Miriam Feder home


Report 25: To be continued

The next leg of the trip home lands me at Incheon Airport, just outside of Seoul Korea, a country I’ve never been to and know nothing about, tourist-wise. I push through the airport to get a map, get advice for a town destination, check half of my carry-on luggage and get some cash. I’m sent on the bus because it requires no transfers and overland will allow me to see more.

Although I’ve been traveling for an hour by bus, I’m a bit stunned to be left on the sidewalk, the bus pulling away. I feel at very loose ends, with no idea what I really want to do here. Suddenly I feel like I’m in the most foreign place I’ve ever been in with absolutely no preparation. I also feel the 4 hours of sleep I didn’t get the night before and the heat of the day opening up. Well, ok then. I’ll just plant myself for a few minutes, holding my map and looking at the return bus stop across the street, writing down the names of landmarks, including a small, culturally appropriate Starbucks.

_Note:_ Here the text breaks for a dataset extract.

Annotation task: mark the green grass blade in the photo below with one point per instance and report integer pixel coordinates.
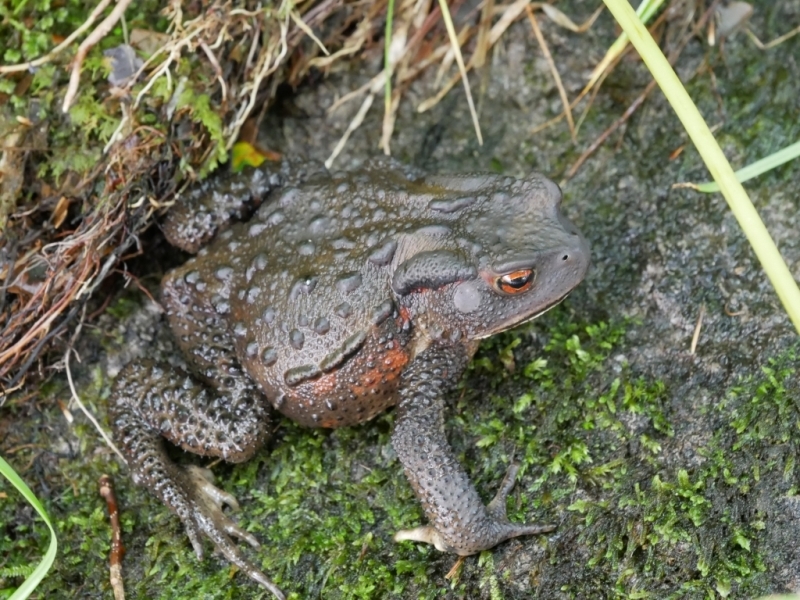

I got a little sense of how these busses work waiting for the one that took me into town. I decide a good place to start would be to take a good look at the return stop and see if it tells me when the bus goes back. But how do I cross this street I’m on? Nobody is just meandering out into traffic—my experience of the Asian norm. It occurs to me that somewhere beneath me there is a train station and that there are probably underground tunnels that are used for safe crossing. I find myself a stairway down and explore a bit.

People must be busy working—I see few folks for a city of millions on a weekday, and none of them look approachable language-wise. But I think I’m right that this will take me across the street. I check out the subway part, another level down, and decide that it’s smart to return to the airport the way I left. I have a short time, shortened further by a steep drop in energy for this adventure. I’d say figuring out how to have some fun and some lunch in this neighborhood is probably enough.

I write down some bus time options and head down to Insadong, the mostly-pedestrian old interesting touristy street. It’s lovely and just my speed for this adventure. The tourist info guy suggests a lunch place, when I claim to like local food and admit my comfort with “veggy.” The buildings are old and charming but this isn’t just a western tourist center. Local folks are streaming out for business lunches, local ladies have gathered for days out together and there are lots of galleries and shops to distract.

I overshoot—streets are small and packed—and I have to come back around to my lunch spot. Another helpful tourist patrol person helps me by writing out the name of the place I’m looking for in Korean. That was a nice idea, but practically speaking, it doesn’t help me recognize it. However when I show other restaurateurs the name, they redirect me. Honestly, if any of them had been a little more enterprising towards me, I would have been happy to stay at their establishment. The first wrong place I went into definitely made some killer dumplings. But I’m first sent and then delivered to a little place where we take off our shoes and sit on the floor. I’m the only westerner. There are gatherings of business men and business women. The menu is on the wall and I gesture my inability to read anything. My waitress starts to point at things and say words, and I recognize a phrase that sounds something like what I remember tourist info man saying. I nod vigorously. Food will come. Gen De Re.

In fact a prodigious amount of food comes, many types in little handmade ceramic dishes. There are two sauces—a fishy spicy one and a garlicky soy sauce one. Lots of small dishes of various veggies (pickled, boiled or lightly steamed,) a bowl of rice with sesame seeds and seaweed in it, a bowl of rich miso-based soup with tofu in a hot clay pot, and a cold tofu item. I’m given quick instruction and then later, when I still haven’t caught on adequately, a little more detailed coaching. Lots of assembly required.

The three women next to me are almost done with their lunch and are having a great time catching up. Each speaks animatedly in turn. It seems obvious that they are friends—not workmates—and that they don’t get together as often as they’d like. They leave before me, paying, finding shoes and bidding their goodbyes, when the one says “to be continued” –the only English I’ve heard in the place–to laughter.

Exactly right. Either I’m done taking in new material and this trip and the wonders of travel will need to be continued some other time or the trip’s done, even though I’m game for more. But either way, I buy myself a new sunhat for the Portland summer I’ll be flying into, find myself a Jewish/Korean Danish that will fill the pre-dinner gap and head back for a 45 minute nap on the bus. I’m leaving many adventures untouched, but I’m not leaving adventuring.